What are continuous operations clauses?

Continuous operations clauses require a tenant to keep its business open and operating during the days and hours specified in the lease. These provisions are common in retail and shopping center leases, where landlords rely on tenants to attract customers and maintain the vitality of the center. Under a strict continuous operations clause, a tenant who “goes dark,” even temporarily, could be considered in default, giving the landlord the right to terminate the lease, recapture the premises, or impose higher “go-dark” rent.

A fair and balanced lease should limit or qualify the continuous operation obligation. The lease should allow reasonable exceptions for closures caused by repairs, remodeling, refurbishment, casualty, force majeure events such as natural disasters or government-mandated shutdowns, or temporary interruptions required by a franchisor for remodeling or image upgrades. In some cases, tenants may also be permitted to close briefly for inventory resets, rebranding, or other operational needs, so long as the closures are reasonable and consistent with comparable businesses in the area.

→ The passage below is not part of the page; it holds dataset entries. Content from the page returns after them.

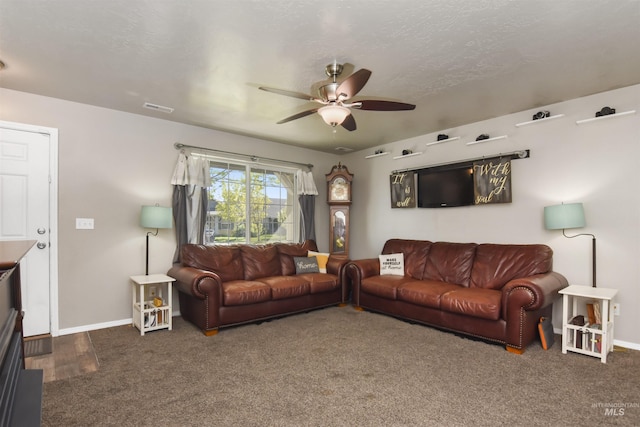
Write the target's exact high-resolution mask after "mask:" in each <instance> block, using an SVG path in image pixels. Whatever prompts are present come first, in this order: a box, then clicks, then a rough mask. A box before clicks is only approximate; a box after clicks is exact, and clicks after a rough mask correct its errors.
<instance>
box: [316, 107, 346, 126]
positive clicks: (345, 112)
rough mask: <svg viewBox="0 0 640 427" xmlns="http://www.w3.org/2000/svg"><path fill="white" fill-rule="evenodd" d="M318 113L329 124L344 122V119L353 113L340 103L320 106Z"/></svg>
mask: <svg viewBox="0 0 640 427" xmlns="http://www.w3.org/2000/svg"><path fill="white" fill-rule="evenodd" d="M318 114H320V115H321V116H322V120H324V122H325V123H326V124H328V125H329V126H337V125H340V124H342V122H344V119H346V118H347V116H348V115H349V114H351V111H349V109H348V108H346V107H341V106H339V105H327V106H324V107H321V108H319V109H318Z"/></svg>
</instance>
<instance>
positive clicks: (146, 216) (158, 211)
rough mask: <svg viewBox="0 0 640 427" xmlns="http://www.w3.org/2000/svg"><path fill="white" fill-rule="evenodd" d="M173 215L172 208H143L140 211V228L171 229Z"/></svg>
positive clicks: (172, 223)
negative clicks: (159, 228)
mask: <svg viewBox="0 0 640 427" xmlns="http://www.w3.org/2000/svg"><path fill="white" fill-rule="evenodd" d="M172 225H173V213H172V211H171V208H165V207H162V206H143V207H142V210H141V211H140V226H141V227H144V228H171V227H172Z"/></svg>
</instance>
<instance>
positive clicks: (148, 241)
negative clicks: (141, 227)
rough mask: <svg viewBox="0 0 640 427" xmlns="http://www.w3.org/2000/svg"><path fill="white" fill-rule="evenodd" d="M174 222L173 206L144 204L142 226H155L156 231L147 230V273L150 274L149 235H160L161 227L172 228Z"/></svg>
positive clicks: (150, 226) (141, 219) (142, 213)
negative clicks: (153, 232) (151, 231)
mask: <svg viewBox="0 0 640 427" xmlns="http://www.w3.org/2000/svg"><path fill="white" fill-rule="evenodd" d="M172 224H173V213H172V211H171V208H165V207H162V206H158V205H155V206H143V207H142V210H141V211H140V226H141V227H143V228H155V229H156V232H155V233H152V232H151V231H148V232H147V251H146V262H145V270H144V271H145V273H144V274H146V275H147V276H148V275H149V235H150V234H153V235H154V236H157V235H158V230H159V229H160V228H171V226H172Z"/></svg>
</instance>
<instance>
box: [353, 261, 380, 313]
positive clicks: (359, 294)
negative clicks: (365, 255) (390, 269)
mask: <svg viewBox="0 0 640 427" xmlns="http://www.w3.org/2000/svg"><path fill="white" fill-rule="evenodd" d="M345 272H346V274H345V276H346V277H348V278H349V280H350V282H351V303H352V304H353V305H354V306H356V307H359V306H360V286H361V284H362V279H365V278H367V277H372V276H377V275H379V274H380V260H379V259H378V258H367V259H359V260H355V261H351V262H349V263H348V264H347V266H346V267H345Z"/></svg>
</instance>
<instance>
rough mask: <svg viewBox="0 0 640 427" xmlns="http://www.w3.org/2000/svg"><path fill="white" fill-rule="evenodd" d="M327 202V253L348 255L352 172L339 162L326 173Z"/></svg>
mask: <svg viewBox="0 0 640 427" xmlns="http://www.w3.org/2000/svg"><path fill="white" fill-rule="evenodd" d="M326 177H327V203H328V204H329V213H330V216H329V253H331V254H334V255H345V256H348V255H349V206H351V181H352V180H353V174H351V173H349V170H348V169H347V167H346V166H344V165H343V164H341V163H338V165H337V166H336V165H334V166H333V168H332V169H331V172H329V173H328V174H327V175H326Z"/></svg>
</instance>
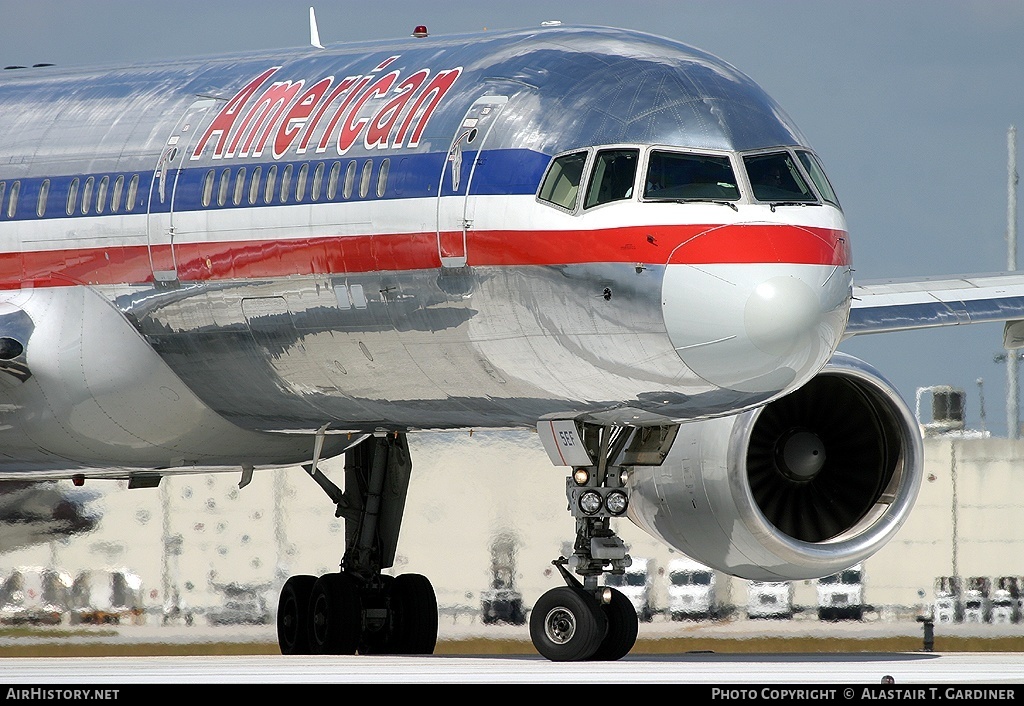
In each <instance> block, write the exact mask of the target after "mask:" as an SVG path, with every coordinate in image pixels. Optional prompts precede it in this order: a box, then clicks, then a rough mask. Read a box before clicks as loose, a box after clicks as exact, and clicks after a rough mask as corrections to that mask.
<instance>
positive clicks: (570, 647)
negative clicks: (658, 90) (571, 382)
mask: <svg viewBox="0 0 1024 706" xmlns="http://www.w3.org/2000/svg"><path fill="white" fill-rule="evenodd" d="M548 424H549V422H542V423H541V424H539V425H538V430H539V431H542V432H546V435H545V433H542V439H544V441H545V446H546V447H549V453H551V455H552V458H553V459H555V458H558V459H559V460H561V461H568V462H569V463H572V464H574V465H575V467H574V468H573V471H572V475H570V476H569V477H567V479H565V495H566V497H567V498H568V504H569V511H570V512H571V513H572V516H573V517H575V522H577V538H575V544H574V546H573V551H572V556H571V558H566V557H559V558H557V559H555V560H554V562H553V564H554V565H555V567H557V569H558V571H559V573H560V574H561V576H562V579H563V580H564V581H565V584H566V585H565V586H561V587H558V588H553V589H551V590H549V591H548V592H547V593H545V594H544V595H542V596H541V598H540V599H539V600H538V601H537V604H536V605H535V606H534V610H532V612H531V614H530V620H529V635H530V638H531V639H532V641H534V647H535V648H537V651H538V652H539V653H541V655H543V656H544V657H547V658H548V659H549V660H553V661H558V662H575V661H583V660H617V659H621V658H623V657H625V656H626V655H627V654H629V652H630V650H632V649H633V646H634V645H635V643H636V638H637V632H638V629H639V620H638V618H637V614H636V611H635V610H634V608H633V604H632V603H631V601H630V600H629V598H627V597H626V596H625V595H624V594H623V593H622V592H620V591H617V590H615V589H614V588H610V587H607V586H600V585H598V580H599V578H600V577H601V576H602V575H603V574H604V573H605V572H606V571H607V572H610V573H612V574H622V573H624V571H625V570H626V568H627V567H629V566H630V564H632V559H631V558H630V556H629V554H628V553H626V545H625V544H624V543H623V540H622V539H620V538H618V536H616V535H615V533H614V531H613V530H612V529H611V527H610V521H611V518H613V517H617V516H621V515H623V514H625V512H626V509H627V506H628V503H629V500H628V495H627V490H626V475H625V472H626V471H625V468H624V467H622V466H618V465H612V464H611V462H610V461H611V460H614V459H626V460H629V459H631V458H634V459H638V458H640V457H641V456H640V455H641V454H643V453H650V450H651V449H653V450H654V453H660V449H662V448H663V447H666V442H668V445H669V446H671V441H672V440H671V438H672V437H674V434H675V432H674V430H671V429H662V428H654V429H651V430H646V431H644V430H637V429H631V428H627V427H620V426H596V425H578V424H577V423H575V422H572V421H569V420H562V421H558V422H554V423H550V426H548ZM555 447H557V449H558V451H557V452H556V453H552V449H554V448H555ZM592 459H597V463H594V461H593V460H592ZM570 565H571V566H573V569H574V571H575V573H577V574H579V575H580V576H582V577H583V581H582V582H581V581H580V580H579V579H577V578H575V577H574V576H572V574H571V573H569V571H568V569H567V568H566V567H567V566H570Z"/></svg>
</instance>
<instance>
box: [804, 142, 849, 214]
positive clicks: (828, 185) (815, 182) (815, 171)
mask: <svg viewBox="0 0 1024 706" xmlns="http://www.w3.org/2000/svg"><path fill="white" fill-rule="evenodd" d="M797 157H799V158H800V162H801V164H803V165H804V169H806V170H807V173H808V174H810V175H811V181H813V182H814V186H815V188H816V189H817V190H818V194H820V195H821V198H822V199H824V200H825V201H827V202H828V203H830V204H834V205H835V206H839V199H837V198H836V192H835V191H833V188H831V184H830V183H829V182H828V177H827V176H825V170H824V169H822V168H821V163H820V162H818V158H817V157H815V156H814V155H812V154H811V153H809V152H798V153H797Z"/></svg>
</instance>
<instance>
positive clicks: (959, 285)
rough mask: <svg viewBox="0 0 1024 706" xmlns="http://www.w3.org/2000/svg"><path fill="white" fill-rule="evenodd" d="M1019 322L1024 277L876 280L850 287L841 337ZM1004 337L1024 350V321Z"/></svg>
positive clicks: (984, 277)
mask: <svg viewBox="0 0 1024 706" xmlns="http://www.w3.org/2000/svg"><path fill="white" fill-rule="evenodd" d="M1020 320H1024V273H999V274H991V275H968V276H962V277H945V278H922V279H913V280H878V281H872V282H864V283H862V284H859V285H855V286H854V288H853V305H852V307H851V309H850V321H849V324H848V325H847V328H846V337H847V338H849V337H851V336H859V335H863V334H867V333H884V332H886V331H907V330H910V329H928V328H935V327H939V326H956V325H958V324H984V323H991V322H1015V321H1020ZM1018 329H1021V330H1018ZM1005 338H1006V341H1005V344H1006V346H1007V347H1011V348H1017V347H1021V346H1024V322H1022V325H1021V326H1019V327H1018V326H1008V327H1007V333H1006V336H1005Z"/></svg>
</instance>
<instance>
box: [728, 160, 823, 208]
mask: <svg viewBox="0 0 1024 706" xmlns="http://www.w3.org/2000/svg"><path fill="white" fill-rule="evenodd" d="M743 164H744V165H745V166H746V176H748V177H749V178H750V179H751V188H752V189H754V198H755V199H757V200H758V201H770V202H772V203H776V204H777V203H787V202H795V203H816V202H817V200H818V198H817V197H816V196H814V192H812V191H811V188H810V186H809V185H808V183H807V181H805V180H804V177H803V176H801V174H800V169H798V168H797V164H796V162H795V161H794V159H793V157H792V156H791V155H790V153H788V152H779V153H773V154H770V155H750V156H748V157H744V158H743Z"/></svg>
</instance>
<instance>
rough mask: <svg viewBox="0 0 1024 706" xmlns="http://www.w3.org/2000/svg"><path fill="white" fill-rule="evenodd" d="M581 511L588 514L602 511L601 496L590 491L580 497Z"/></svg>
mask: <svg viewBox="0 0 1024 706" xmlns="http://www.w3.org/2000/svg"><path fill="white" fill-rule="evenodd" d="M580 509H581V510H583V511H584V512H586V513H587V514H594V513H595V512H597V511H598V510H599V509H601V494H600V493H598V492H597V491H593V490H589V491H587V492H586V493H584V494H583V495H581V496H580Z"/></svg>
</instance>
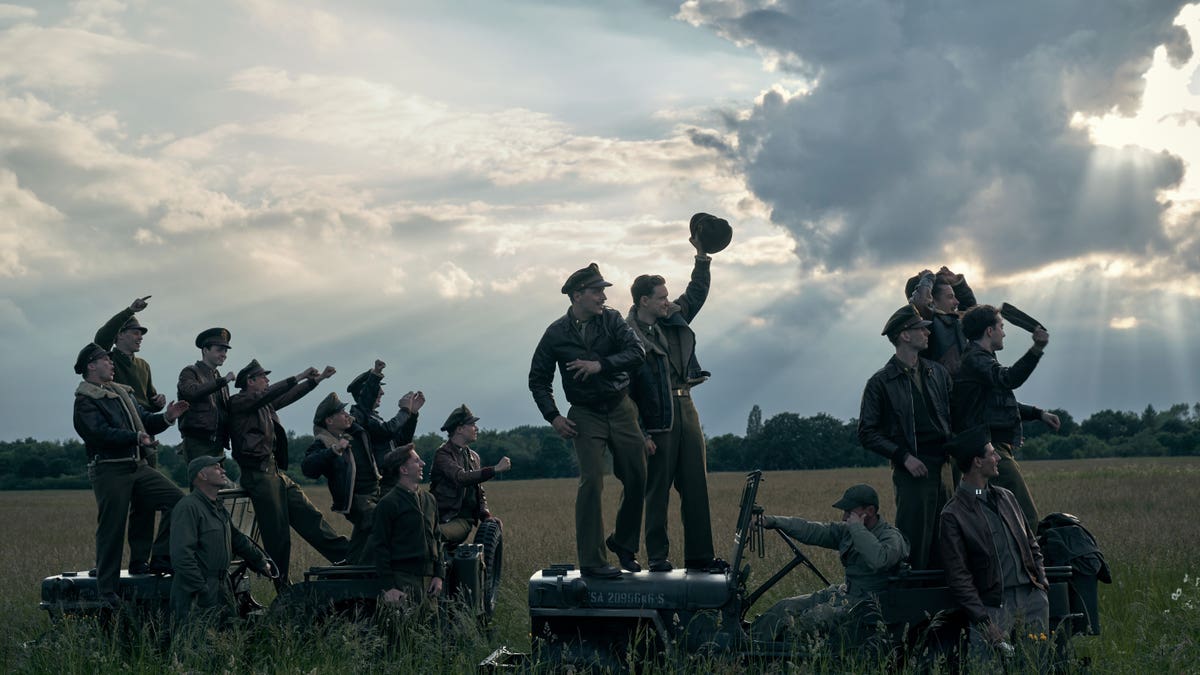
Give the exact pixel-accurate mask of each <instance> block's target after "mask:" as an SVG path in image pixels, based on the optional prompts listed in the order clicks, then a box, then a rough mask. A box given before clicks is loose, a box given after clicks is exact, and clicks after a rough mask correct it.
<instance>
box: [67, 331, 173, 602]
mask: <svg viewBox="0 0 1200 675" xmlns="http://www.w3.org/2000/svg"><path fill="white" fill-rule="evenodd" d="M113 370H114V366H113V360H112V358H110V357H109V356H108V352H107V351H104V350H103V348H101V347H100V345H96V344H90V345H88V346H85V347H84V348H83V350H80V351H79V356H78V357H77V358H76V364H74V371H76V374H78V375H82V376H83V382H80V383H79V387H78V388H77V389H76V398H74V428H76V432H78V434H79V437H80V438H83V443H84V448H85V449H86V452H88V476H89V477H90V478H91V489H92V492H95V495H96V508H97V509H98V512H100V513H98V515H97V518H96V590H97V592H98V593H100V597H101V599H103V601H106V602H108V603H110V604H116V603H118V602H119V598H118V596H116V581H118V579H119V578H120V574H121V548H122V546H124V545H125V519H126V516H127V515H128V514H130V504H137V507H138V508H139V509H142V510H143V512H144V513H151V514H152V513H154V512H155V510H157V509H163V510H167V512H169V510H170V509H172V507H174V506H175V502H178V501H179V498H180V497H182V496H184V494H182V492H180V491H179V488H176V486H175V485H174V483H172V482H170V480H169V479H168V478H167V477H166V476H163V474H162V473H158V472H157V471H155V470H154V468H150V466H149V465H148V464H146V461H145V454H144V453H143V452H142V448H143V447H145V446H150V444H151V443H154V438H151V437H150V434H158V432H162V431H166V430H167V428H168V426H170V425H172V424H173V423H174V422H175V419H178V418H179V416H180V414H182V413H184V412H186V411H187V402H186V401H179V402H172V404H170V405H169V406H166V407H164V410H163V411H162V412H158V413H150V412H149V411H146V410H145V408H144V407H143V406H140V405H138V402H137V401H136V400H133V393H132V392H131V390H130V388H128V387H126V386H124V384H118V383H115V382H113ZM169 532H170V522H169V521H168V520H167V519H166V518H163V520H162V522H161V524H160V527H158V536H157V537H156V538H155V540H154V545H152V549H151V551H150V552H152V554H154V557H152V558H151V560H150V565H149V566H148V567H149V568H150V571H152V572H161V573H169V572H170V551H169V550H168V537H169ZM148 555H149V552H148Z"/></svg>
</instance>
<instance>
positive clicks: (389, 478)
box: [346, 359, 425, 495]
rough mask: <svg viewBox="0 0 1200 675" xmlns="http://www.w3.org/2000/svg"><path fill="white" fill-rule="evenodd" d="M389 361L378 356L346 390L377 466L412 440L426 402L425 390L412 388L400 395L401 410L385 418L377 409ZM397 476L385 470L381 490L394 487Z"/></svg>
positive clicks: (351, 414)
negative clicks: (375, 359)
mask: <svg viewBox="0 0 1200 675" xmlns="http://www.w3.org/2000/svg"><path fill="white" fill-rule="evenodd" d="M386 365H388V364H385V363H383V362H382V360H379V359H376V363H374V368H372V369H371V370H368V371H366V372H364V374H361V375H359V376H358V377H355V378H354V380H353V381H350V384H349V387H347V388H346V392H347V393H348V394H349V395H350V396H353V398H354V405H353V406H350V417H353V418H354V422H355V423H356V424H358V425H359V426H361V428H362V429H364V430H366V437H365V442H367V443H370V446H368V447H370V448H371V453H372V454H373V455H374V462H376V466H380V465H382V464H383V458H384V456H386V455H388V453H389V452H391V449H392V448H397V447H400V446H404V444H407V443H412V442H413V435H414V434H415V432H416V417H418V414H420V410H421V407H422V406H424V405H425V394H424V393H422V392H409V393H407V394H404V395H403V396H401V398H400V406H398V407H400V410H397V411H396V414H395V416H394V417H392V418H391V419H389V420H384V418H383V417H382V416H380V414H379V413H378V412H376V411H378V410H379V402H380V401H383V369H384V368H386ZM380 471H382V466H380ZM396 478H397V477H396V474H395V473H388V472H386V471H384V472H383V476H382V478H380V482H379V494H380V495H386V494H388V492H389V491H390V490H391V489H392V488H395V486H396Z"/></svg>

For franchise and quick-service restaurant tenants in particular, it is important to coordinate the lease’s operating requirements with franchisor standards to avoid conflicts between the two agreements. When negotiating, tenants should seek to remove any automatic termination right for failure to continuously operate, request a reasonable notice and cure period before any default or recapture right arises, and, where possible, limit the landlord’s remedy to continued payment of base rent during any temporary closure rather than termination of the lease.

In short, a well-drafted continuous operations clause balances the landlord’s interest in maintaining an active and vibrant center with the tenant’s legitimate need to close temporarily for business, operational, or regulatory reasons.